Dimas baru sadar ada totebag kecil di sampingnya, saat dibuka ada beberapa botol kaca. Hu, Dimas terharu dengan perhatian orang asing namun paling dekat dengannya ini. Alih-alih orang tuanya tak salah Dimas dekat bersama sekretaris dan pegawai pribadinya, ia benci ambusif parents.

Buka kaca jendela, Dimas berniat teguk minuman itu, tapi sebuah goncangan keras buat tubuhnya terhentak ke depan, sangat keras hingga dahinya terbentur. Sial, barusan belakang mobilnya ditabrak. Kemudi Brayn oleng ke samping lalu menabrak trotoar, terhenti oleh rem yang membekas di aspal.

"YAK!" teriak Dimas geram, usap dahinya untuk kurangi sakit kepala, pandangannya buram sekejap kala ingin tau siapa siluet yang hampiri samping pintunya. Klek, pintu dibuka dari luar.

"Dimas," panggilnya, pandangan buram Dimas tau kalau orang ini laki-laki dan tersenyum lebar, ulurkan tangannya agar bisa membantu keluar.

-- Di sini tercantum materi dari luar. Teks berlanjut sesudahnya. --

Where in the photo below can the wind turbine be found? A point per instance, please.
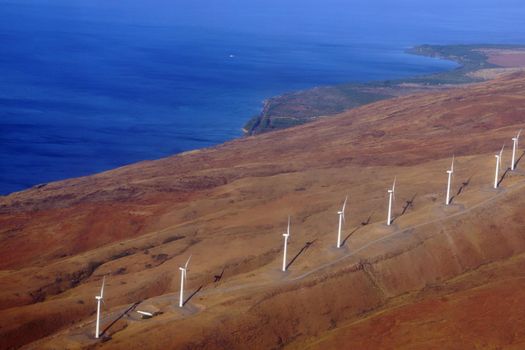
(391, 197)
(183, 271)
(100, 299)
(515, 141)
(341, 220)
(449, 172)
(286, 236)
(498, 165)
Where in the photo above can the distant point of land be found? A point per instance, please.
(477, 63)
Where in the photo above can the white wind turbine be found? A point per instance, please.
(341, 214)
(449, 172)
(286, 236)
(100, 299)
(183, 272)
(515, 141)
(498, 165)
(391, 197)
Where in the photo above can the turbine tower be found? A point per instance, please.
(498, 165)
(183, 271)
(515, 141)
(286, 236)
(449, 172)
(391, 197)
(341, 220)
(100, 299)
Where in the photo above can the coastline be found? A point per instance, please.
(300, 107)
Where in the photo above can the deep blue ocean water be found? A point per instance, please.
(87, 86)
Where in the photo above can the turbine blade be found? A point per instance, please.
(394, 184)
(102, 288)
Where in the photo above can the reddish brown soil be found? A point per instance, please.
(227, 206)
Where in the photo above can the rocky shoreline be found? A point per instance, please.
(304, 106)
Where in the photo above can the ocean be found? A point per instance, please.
(86, 86)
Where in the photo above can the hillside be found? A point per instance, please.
(405, 286)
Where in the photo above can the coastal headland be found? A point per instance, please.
(476, 63)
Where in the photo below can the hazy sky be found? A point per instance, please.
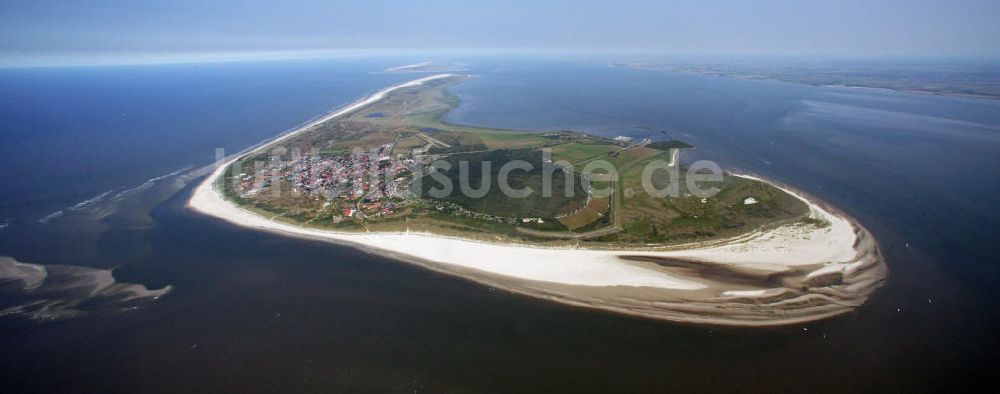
(865, 27)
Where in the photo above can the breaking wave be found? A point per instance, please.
(117, 196)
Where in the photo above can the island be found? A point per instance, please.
(608, 223)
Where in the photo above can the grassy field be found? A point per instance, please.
(410, 118)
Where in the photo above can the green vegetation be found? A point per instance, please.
(406, 127)
(495, 202)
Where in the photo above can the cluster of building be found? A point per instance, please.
(365, 179)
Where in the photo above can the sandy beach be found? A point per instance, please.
(788, 274)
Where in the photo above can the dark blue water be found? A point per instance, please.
(251, 311)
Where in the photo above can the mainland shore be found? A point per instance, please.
(787, 274)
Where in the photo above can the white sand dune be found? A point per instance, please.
(825, 249)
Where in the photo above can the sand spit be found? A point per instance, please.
(784, 275)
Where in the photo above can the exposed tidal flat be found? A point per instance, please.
(254, 310)
(783, 274)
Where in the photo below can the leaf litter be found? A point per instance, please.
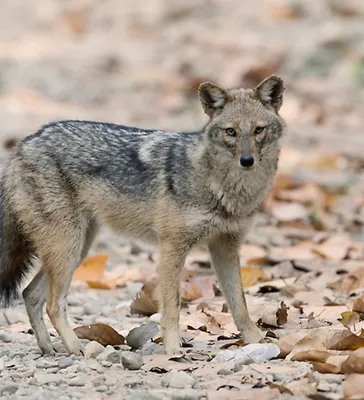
(303, 262)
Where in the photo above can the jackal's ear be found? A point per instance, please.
(212, 97)
(270, 92)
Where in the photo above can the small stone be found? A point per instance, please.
(13, 317)
(5, 337)
(93, 349)
(143, 396)
(106, 364)
(102, 388)
(177, 380)
(114, 357)
(188, 394)
(77, 381)
(140, 335)
(131, 360)
(43, 379)
(9, 389)
(224, 371)
(46, 364)
(65, 362)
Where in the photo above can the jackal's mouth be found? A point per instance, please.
(247, 161)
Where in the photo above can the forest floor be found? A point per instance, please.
(140, 64)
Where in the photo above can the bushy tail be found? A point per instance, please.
(15, 252)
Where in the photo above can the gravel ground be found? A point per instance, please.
(140, 63)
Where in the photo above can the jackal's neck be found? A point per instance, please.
(233, 186)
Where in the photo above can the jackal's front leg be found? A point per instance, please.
(169, 271)
(224, 252)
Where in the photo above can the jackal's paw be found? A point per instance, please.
(75, 348)
(252, 334)
(47, 349)
(172, 346)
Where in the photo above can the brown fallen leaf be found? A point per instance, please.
(146, 302)
(301, 251)
(358, 305)
(311, 355)
(252, 254)
(325, 368)
(102, 333)
(349, 282)
(345, 340)
(91, 269)
(349, 318)
(273, 316)
(354, 363)
(250, 276)
(284, 211)
(353, 386)
(334, 248)
(307, 194)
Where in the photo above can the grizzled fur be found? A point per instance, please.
(172, 189)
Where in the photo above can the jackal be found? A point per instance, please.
(172, 189)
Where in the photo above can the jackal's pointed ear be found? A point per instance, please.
(212, 97)
(270, 92)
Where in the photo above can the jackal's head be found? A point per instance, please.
(244, 123)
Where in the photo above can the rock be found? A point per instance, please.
(65, 362)
(77, 381)
(188, 394)
(131, 360)
(114, 357)
(143, 396)
(137, 337)
(5, 337)
(102, 388)
(13, 317)
(45, 364)
(324, 386)
(93, 349)
(44, 379)
(224, 371)
(177, 380)
(9, 389)
(106, 364)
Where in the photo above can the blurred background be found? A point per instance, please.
(140, 63)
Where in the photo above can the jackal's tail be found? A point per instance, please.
(15, 252)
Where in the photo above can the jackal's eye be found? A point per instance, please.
(231, 131)
(259, 129)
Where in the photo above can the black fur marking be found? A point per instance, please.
(16, 253)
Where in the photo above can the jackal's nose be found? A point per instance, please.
(247, 161)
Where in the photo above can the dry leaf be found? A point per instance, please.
(311, 355)
(353, 386)
(91, 269)
(273, 316)
(325, 368)
(306, 194)
(345, 340)
(335, 248)
(358, 305)
(349, 282)
(349, 318)
(301, 251)
(283, 211)
(146, 302)
(252, 254)
(190, 292)
(102, 333)
(354, 363)
(250, 276)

"What are you fucking do, bastard?"

"It's me, bastard," ucapnya, menepuk pipi Dimas keras, "Rama!"

"Wh—" Dimas tak diberi kesempatan untuk sadar, kerah bajunya ditarik cepat sampai berdiri terpaksa keluar dari mobil, "aduh, heh, kepala gue astaga."

"Sama-sama," balas laki-laki itu, ah, Rama.

Mobil lain yang tadi menabrak bagian belakang terdapat tak jauh dari sana, Rama menariknya tanpa beban dan rasa takut, ia masih marah sebab diberi tugas luar biasa dari temannya itu. Coba lepaskan diri, Dimas menarik cengkeraman Rama, sayangnya ia terlalu pusing untuk berontak.